Certainly a relational database is suitable for mining the data after the fact.
Various nuclear and particle physics experiments I have been involved with have explored several points from not using a RDBMS at all though storing just the run summaries or the run summaries and the slowly varying environmental conditions in the DB all the way to cramming every bit collected into the DB (though it was staged to disk first).
When and where the data rate allows more and more groups are moving towards putting as much data as possible into the database.
IBM Informix Dynamic Server (IDS) has a TimeSeries DataBlade and RealTime Loader which might provide relevant functionality.
Your naïve schema records each reading 100% independently, which makes it hard to correlate across readings- both for the same variable at different times and for different variables at (approximately) the same time.
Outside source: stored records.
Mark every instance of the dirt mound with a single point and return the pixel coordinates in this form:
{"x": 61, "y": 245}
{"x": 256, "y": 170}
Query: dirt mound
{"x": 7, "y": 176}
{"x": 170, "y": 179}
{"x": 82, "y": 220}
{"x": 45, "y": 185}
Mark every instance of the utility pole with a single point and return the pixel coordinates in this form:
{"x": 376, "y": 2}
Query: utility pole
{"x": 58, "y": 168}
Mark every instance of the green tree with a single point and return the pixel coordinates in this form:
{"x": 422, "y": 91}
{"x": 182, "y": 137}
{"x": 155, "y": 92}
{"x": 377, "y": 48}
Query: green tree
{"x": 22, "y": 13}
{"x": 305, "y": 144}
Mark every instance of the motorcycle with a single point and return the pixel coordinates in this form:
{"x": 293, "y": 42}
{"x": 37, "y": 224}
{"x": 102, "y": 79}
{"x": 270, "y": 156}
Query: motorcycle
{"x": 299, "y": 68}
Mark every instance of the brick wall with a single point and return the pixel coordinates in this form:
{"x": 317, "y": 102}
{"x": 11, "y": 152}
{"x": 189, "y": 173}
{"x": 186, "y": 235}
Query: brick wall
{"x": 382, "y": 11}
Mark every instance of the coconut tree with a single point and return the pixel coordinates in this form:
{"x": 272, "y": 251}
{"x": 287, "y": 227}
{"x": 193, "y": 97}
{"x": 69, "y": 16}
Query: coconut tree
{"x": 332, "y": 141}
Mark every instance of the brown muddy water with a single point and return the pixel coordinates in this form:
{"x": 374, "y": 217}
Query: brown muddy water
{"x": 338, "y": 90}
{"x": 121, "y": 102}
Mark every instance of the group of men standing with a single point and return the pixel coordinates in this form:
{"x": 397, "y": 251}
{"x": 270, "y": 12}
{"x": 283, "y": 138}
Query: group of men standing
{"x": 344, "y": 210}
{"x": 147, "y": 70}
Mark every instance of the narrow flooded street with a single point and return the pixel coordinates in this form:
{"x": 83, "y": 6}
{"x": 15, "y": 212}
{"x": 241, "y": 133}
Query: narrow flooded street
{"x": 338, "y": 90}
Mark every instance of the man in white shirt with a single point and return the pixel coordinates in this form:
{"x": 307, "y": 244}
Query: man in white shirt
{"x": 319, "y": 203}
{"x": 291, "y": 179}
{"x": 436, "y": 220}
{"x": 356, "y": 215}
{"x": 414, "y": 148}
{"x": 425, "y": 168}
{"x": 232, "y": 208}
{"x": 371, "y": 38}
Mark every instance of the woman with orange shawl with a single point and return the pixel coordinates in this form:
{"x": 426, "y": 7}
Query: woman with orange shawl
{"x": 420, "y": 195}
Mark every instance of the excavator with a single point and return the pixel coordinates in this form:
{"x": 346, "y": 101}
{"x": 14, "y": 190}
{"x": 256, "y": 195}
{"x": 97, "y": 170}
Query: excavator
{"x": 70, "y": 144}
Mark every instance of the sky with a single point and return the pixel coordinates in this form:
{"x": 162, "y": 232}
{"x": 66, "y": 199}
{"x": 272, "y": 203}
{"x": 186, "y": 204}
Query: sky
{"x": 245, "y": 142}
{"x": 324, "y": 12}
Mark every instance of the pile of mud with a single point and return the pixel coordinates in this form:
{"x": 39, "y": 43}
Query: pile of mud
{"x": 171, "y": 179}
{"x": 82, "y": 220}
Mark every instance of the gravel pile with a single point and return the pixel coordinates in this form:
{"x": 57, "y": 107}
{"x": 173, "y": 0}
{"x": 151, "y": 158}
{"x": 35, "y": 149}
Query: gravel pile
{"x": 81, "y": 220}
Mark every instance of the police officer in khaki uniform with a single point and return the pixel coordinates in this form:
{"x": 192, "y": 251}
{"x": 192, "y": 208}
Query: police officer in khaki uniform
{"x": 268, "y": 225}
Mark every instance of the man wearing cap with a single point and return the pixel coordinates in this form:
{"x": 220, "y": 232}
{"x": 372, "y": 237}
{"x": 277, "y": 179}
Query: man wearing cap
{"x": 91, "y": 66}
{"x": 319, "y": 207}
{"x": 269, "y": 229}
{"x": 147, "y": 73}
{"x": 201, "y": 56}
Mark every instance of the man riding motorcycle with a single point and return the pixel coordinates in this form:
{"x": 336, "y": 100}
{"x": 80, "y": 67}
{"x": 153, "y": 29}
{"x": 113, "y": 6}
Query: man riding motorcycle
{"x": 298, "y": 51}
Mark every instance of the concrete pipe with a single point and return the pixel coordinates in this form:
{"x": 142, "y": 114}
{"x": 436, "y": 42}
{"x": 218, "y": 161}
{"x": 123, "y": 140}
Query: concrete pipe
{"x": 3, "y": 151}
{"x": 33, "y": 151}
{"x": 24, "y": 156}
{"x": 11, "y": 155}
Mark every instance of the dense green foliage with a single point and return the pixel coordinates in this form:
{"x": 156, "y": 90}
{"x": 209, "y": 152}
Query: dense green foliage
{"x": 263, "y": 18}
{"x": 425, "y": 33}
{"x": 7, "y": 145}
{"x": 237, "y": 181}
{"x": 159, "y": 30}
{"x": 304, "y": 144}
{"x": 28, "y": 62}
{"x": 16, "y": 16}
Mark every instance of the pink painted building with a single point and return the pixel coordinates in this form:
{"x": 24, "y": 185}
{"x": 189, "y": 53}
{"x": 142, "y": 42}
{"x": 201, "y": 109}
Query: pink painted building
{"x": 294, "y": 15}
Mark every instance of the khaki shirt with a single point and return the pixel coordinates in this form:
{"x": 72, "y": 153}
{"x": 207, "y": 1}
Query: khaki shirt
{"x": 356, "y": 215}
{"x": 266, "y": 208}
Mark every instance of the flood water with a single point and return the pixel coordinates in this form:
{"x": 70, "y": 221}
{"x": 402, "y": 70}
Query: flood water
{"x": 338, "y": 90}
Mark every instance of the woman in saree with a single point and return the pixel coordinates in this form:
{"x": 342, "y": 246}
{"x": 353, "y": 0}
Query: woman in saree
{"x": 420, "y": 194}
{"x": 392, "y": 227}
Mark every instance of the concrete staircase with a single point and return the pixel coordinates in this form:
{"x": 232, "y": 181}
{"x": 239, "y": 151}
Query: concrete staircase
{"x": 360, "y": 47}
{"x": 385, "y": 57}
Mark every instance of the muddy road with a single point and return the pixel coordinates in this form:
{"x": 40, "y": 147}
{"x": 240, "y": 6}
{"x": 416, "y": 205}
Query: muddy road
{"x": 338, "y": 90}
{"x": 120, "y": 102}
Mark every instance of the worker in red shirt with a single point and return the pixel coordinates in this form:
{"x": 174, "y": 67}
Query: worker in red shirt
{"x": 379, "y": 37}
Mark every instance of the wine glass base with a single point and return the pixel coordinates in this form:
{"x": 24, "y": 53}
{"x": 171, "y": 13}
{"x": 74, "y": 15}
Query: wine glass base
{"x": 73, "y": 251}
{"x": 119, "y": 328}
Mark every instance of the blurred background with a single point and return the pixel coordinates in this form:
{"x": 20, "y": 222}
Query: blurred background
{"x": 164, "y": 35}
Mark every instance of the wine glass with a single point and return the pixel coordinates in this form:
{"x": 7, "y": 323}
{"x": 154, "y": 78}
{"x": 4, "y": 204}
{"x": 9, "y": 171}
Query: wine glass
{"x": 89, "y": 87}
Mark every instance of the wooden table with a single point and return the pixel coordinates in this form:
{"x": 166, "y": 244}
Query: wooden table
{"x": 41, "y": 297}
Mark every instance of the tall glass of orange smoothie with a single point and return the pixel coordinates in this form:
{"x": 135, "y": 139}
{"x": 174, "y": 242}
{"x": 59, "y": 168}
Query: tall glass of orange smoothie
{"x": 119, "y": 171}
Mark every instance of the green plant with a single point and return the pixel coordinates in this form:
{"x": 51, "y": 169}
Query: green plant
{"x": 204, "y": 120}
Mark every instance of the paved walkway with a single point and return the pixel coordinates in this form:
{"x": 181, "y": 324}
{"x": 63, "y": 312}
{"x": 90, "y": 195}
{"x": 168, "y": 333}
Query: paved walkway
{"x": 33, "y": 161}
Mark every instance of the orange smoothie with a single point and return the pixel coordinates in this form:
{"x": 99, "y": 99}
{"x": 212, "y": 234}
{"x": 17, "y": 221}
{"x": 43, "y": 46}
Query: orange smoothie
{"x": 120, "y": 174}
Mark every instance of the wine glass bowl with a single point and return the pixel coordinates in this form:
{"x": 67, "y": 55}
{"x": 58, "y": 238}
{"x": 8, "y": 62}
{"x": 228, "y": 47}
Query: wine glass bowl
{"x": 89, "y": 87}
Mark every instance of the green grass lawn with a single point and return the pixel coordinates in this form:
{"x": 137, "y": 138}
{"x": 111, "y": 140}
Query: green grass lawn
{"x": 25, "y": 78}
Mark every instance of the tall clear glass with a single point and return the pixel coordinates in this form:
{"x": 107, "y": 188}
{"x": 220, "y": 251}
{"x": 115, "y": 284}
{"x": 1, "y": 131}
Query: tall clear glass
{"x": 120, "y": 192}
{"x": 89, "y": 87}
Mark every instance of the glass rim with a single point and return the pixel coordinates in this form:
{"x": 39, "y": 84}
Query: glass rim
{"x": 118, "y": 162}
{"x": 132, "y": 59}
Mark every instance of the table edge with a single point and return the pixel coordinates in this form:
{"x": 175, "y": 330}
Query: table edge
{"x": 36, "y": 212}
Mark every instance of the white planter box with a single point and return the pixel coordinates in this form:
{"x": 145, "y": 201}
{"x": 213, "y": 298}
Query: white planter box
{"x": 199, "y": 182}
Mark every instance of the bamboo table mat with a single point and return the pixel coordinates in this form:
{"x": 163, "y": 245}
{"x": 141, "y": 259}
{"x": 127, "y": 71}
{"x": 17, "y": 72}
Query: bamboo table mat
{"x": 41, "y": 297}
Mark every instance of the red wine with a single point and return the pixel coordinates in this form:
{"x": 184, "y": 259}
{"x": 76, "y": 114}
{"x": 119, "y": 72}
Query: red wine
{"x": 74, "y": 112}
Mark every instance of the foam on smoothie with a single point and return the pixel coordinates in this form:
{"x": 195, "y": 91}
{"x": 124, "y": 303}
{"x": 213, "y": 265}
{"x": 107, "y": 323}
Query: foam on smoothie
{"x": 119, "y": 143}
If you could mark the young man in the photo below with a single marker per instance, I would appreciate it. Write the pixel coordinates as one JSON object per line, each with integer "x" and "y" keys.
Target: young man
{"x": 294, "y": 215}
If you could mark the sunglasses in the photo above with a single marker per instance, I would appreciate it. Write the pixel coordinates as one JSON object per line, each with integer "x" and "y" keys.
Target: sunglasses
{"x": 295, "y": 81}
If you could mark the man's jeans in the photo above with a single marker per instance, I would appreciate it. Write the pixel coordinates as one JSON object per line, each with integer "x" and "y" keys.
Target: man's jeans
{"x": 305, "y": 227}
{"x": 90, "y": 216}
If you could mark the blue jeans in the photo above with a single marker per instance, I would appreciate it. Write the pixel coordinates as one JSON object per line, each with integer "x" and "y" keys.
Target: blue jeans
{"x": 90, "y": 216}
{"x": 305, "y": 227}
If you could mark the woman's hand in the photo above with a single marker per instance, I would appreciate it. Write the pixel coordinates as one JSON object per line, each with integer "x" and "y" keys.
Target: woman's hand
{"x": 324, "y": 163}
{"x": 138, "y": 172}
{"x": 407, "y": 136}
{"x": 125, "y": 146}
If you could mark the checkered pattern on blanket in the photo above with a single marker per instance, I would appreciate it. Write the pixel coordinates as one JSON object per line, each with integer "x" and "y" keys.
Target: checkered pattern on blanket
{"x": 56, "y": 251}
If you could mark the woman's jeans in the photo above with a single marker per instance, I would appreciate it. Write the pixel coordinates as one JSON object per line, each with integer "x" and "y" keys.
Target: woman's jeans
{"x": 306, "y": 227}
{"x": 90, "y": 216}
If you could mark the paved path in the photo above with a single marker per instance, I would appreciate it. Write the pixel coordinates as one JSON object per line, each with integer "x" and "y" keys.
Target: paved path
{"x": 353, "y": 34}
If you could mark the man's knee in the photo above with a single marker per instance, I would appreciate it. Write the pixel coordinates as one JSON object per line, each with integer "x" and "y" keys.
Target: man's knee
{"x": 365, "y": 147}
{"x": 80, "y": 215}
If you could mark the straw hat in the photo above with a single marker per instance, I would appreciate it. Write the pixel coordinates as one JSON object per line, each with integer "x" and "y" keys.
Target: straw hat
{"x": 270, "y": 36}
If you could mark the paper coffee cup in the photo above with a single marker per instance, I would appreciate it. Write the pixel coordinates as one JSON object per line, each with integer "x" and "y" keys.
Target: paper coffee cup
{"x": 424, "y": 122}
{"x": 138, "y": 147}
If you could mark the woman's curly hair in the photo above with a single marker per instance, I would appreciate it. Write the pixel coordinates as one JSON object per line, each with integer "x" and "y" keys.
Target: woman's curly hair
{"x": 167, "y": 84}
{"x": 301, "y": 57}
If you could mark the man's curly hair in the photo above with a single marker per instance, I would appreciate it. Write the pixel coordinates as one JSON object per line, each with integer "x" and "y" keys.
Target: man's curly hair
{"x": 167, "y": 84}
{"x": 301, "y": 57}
That may be necessary, but it makes life harder when dealing with subsequent processing. How much of an issue that is depends on how often you will need to run correlations across all 1000 variables (or even a significant percentage of the 1000 variables, where significant might be as small as 1% and would almost certainly start by 10%).
I would look to combine key variables into groups that can be recorded jointly. For example, if you have a monitor unit that records temperature, pressure and acidity (pH) at one location, and there are perhaps a hundred of these monitors in the plant that is being monitored, I would expect to group the three readings plus the location ID (or monitor ID) and time into a single row:
CREATE TABLE MonitorReading
(
MonitorID INTEGER NOT NULL REFERENCES MonitorUnit,
Time DATETIME NOT NULL,
PhReading FLOAT NOT NULL,
Pressure FLOAT NOT NULL,
Temperature FLOAT NOT NULL,
PRIMARY KEY (MonitorID, Time)
);
This saves having to do self-joins to see what the three readings were at a particular location at a particular time, and uses about 20 bytes instead of 3 * 16 = 48 bytes per row. If you are adamant that you need a unique ID integer for the record, that increases to 24 or 28 bytes (depending on whether you use a 4-byte or 8-byte integer for the ID column).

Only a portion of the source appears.